The IEA estimated that hydrogen demand could reach 115 million mt/year by 2030, rising to 130 million mt/year if governments fully deliver on current climate pledges, with over a quarter coming from low-carbon sources.

The IEA noted that the low-carbon hydrogen project pipeline continued to grow, but said only 4% of the projects were under construction or had taken final investment decisions.

If all projects came to fruition, low-carbon hydrogen production could reach 16 million to 24 million mt/year by 2030, the IEA said, with over half coming from electrolysis powered by renewables.

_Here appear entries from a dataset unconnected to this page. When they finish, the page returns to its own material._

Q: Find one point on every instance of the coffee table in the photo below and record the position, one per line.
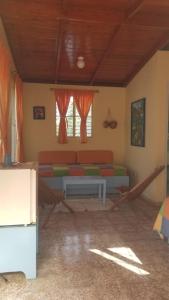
(84, 180)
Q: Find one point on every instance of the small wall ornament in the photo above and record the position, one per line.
(109, 122)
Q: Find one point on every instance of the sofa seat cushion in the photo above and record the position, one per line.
(94, 156)
(82, 170)
(57, 157)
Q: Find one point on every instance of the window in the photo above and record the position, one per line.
(73, 120)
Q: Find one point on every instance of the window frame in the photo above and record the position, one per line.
(74, 122)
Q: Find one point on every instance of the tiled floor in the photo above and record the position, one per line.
(98, 255)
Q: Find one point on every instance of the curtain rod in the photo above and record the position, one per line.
(95, 91)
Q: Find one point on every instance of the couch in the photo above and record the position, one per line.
(54, 165)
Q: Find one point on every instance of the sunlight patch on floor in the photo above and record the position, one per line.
(126, 252)
(120, 262)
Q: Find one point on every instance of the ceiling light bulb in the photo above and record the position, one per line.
(80, 62)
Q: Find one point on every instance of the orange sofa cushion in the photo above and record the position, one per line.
(58, 157)
(94, 156)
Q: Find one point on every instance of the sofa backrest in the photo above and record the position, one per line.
(57, 157)
(94, 156)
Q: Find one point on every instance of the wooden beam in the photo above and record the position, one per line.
(134, 9)
(58, 51)
(95, 91)
(130, 14)
(138, 189)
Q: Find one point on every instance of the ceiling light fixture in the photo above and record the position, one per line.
(80, 62)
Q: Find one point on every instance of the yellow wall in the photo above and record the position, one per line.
(40, 134)
(151, 82)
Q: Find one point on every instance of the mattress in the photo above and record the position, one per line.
(58, 170)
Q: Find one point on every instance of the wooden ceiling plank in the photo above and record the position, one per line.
(160, 44)
(130, 14)
(58, 51)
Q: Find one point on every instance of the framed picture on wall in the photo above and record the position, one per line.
(39, 113)
(138, 123)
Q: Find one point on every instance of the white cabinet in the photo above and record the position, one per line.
(18, 219)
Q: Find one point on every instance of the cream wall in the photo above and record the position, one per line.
(40, 134)
(151, 82)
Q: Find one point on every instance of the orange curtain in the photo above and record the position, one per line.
(83, 101)
(4, 102)
(62, 99)
(19, 111)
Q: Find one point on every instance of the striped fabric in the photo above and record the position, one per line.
(161, 224)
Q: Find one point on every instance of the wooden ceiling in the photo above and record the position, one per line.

This would imply around 134-240 GW of global electrolysis capacity, compared with around 500 MW in 2021.

However, 34 million mt/year of hydrogen production by 2030 would be needed to reach government pledges, rising to 100 million mt/year by 2030 if the world is to cut CO2 emissions to zero by 2050, the IEA said.

Demand for new hydrogen applications was up 60% in 2021, it added, but accounted for just 40,000 mt.

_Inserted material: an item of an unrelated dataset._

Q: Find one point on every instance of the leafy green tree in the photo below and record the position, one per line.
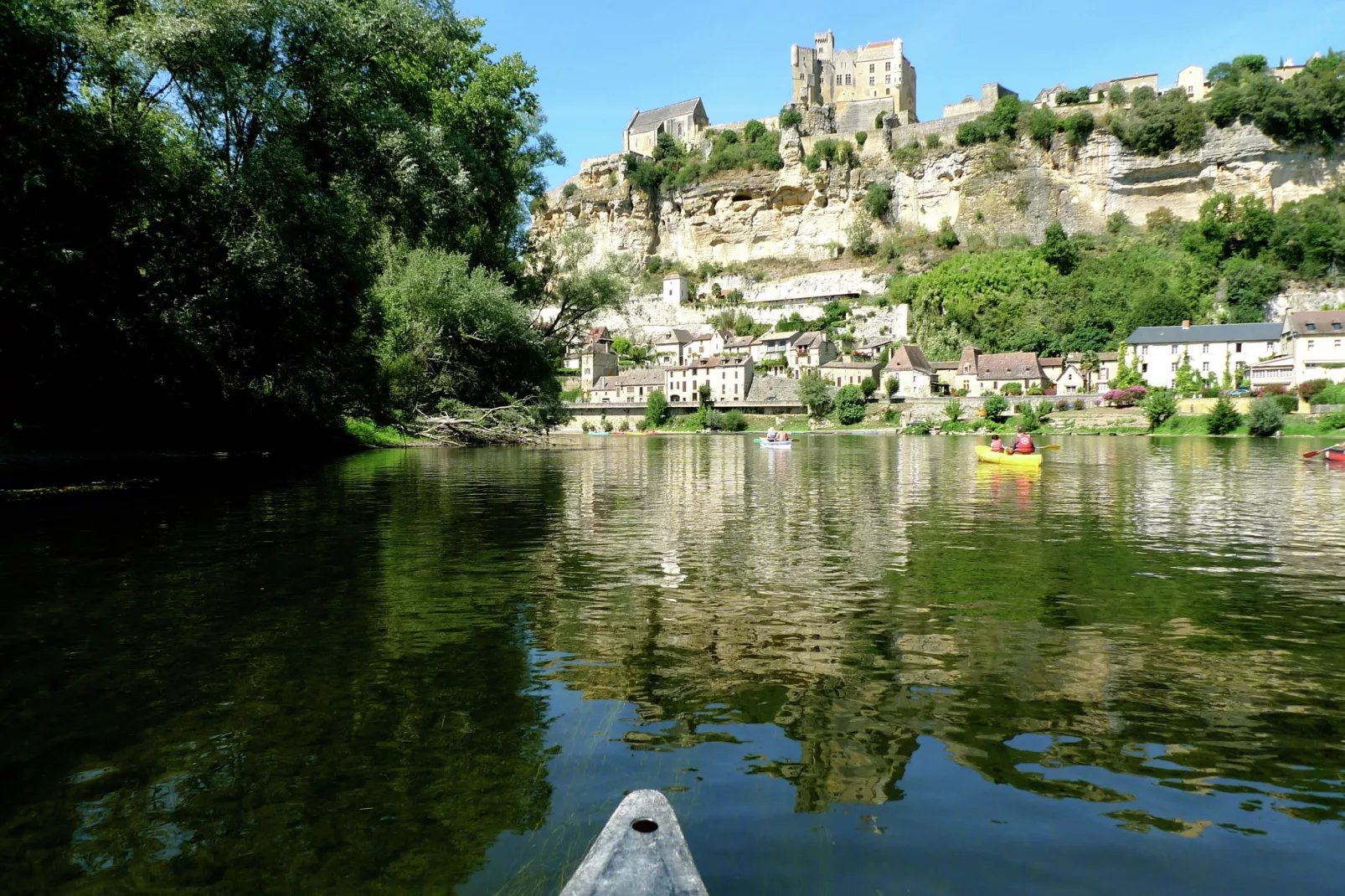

The report comes after industry association the Hydrogen Council also warned of a shortfall in projects to meet global climate ambitions.

Speaking at the S&P Global Hydrogen Markets Europe conference in Amsterdam on Sept. 20, Hydrogen Council VP Strategy and Policy Support Peter Mackey said capacity and projects were reasonably well aligned in the short term, but said that most of the projects it tracked remained in the announcement phase.

Mackey also identified a $460 billion gap in funding commitments to build out the hydrogen sector required to meet climate targets. In particular, he saw a significant underinvestment in the transport sector.

Policy support needed

Mackey said the industry needed "demand visibility" from policy makers to give them confidence and certainty for investment decisions, along with a speeding up of decision making.

Final investment decisions in Europe have been put on hold following the European Parliament's vote to relax the rules around the criteria for renewable hydrogen projects. While this is seen as a boost for the industry longer term, in the short term it creates uncertainty until the legislation is finalized, and project developers have paused FIDs until the rules are decided, delegates at the conference said.

The IEA also said a lack of demand creation could hinder final investment decisions, and called on governments to move from policy announcements to implementation.

The agency said governments could reduce risk and increase the economic feasibility of low-carbon hydrogen projects in a number of ways. These included demand creation through auctions, mandates and public procurement, ensuring gas pipelines and terminals were hydrogen and ammonia compatible and through establishing common industry standards, regulations and certificates.

Mackey said limited renewable power access and supply chain constraints for equipment and materials were also hindering the industry.

Signs of progress

The IEA said hydrogen project announcements in the steel sector were growing fast, just a year after the first pilot plant using hydrogen in the direct reduction of iron started operations.

Announced project using hydrogen and ammonia in the power sector come to almost 3.5 GW of capacity by 2030, while there are over 100 pilot projects for using hydrogen and its derivatives in the maritime sector.

The IEA report found that renewable hydrogen could already compete on price with fossil fuel-derived production in regions with good renewable resources that currently rely on fossil fuel imports for hydrogen production.

"Combined with the expected drop in the cost of renewable energy, this can bring the cost of renewable-based hydrogen down to a range of $1.3-$4.5/kg," the IEA said.

Platts assessed the lowest cost grid-based electrolytic hydrogen production at $2.58/kg in Qatar in August (alkaline electrolysis, including capex), compared with over $25/kg in the UK amid record-high month-ahead power prices, according to the S&P Global Commodity Insights hydrogen price wall.

Electrolyzer costs could fall by around 70% by 2030 if the planned scaling up in manufacturing capacity takes place, the IEA added.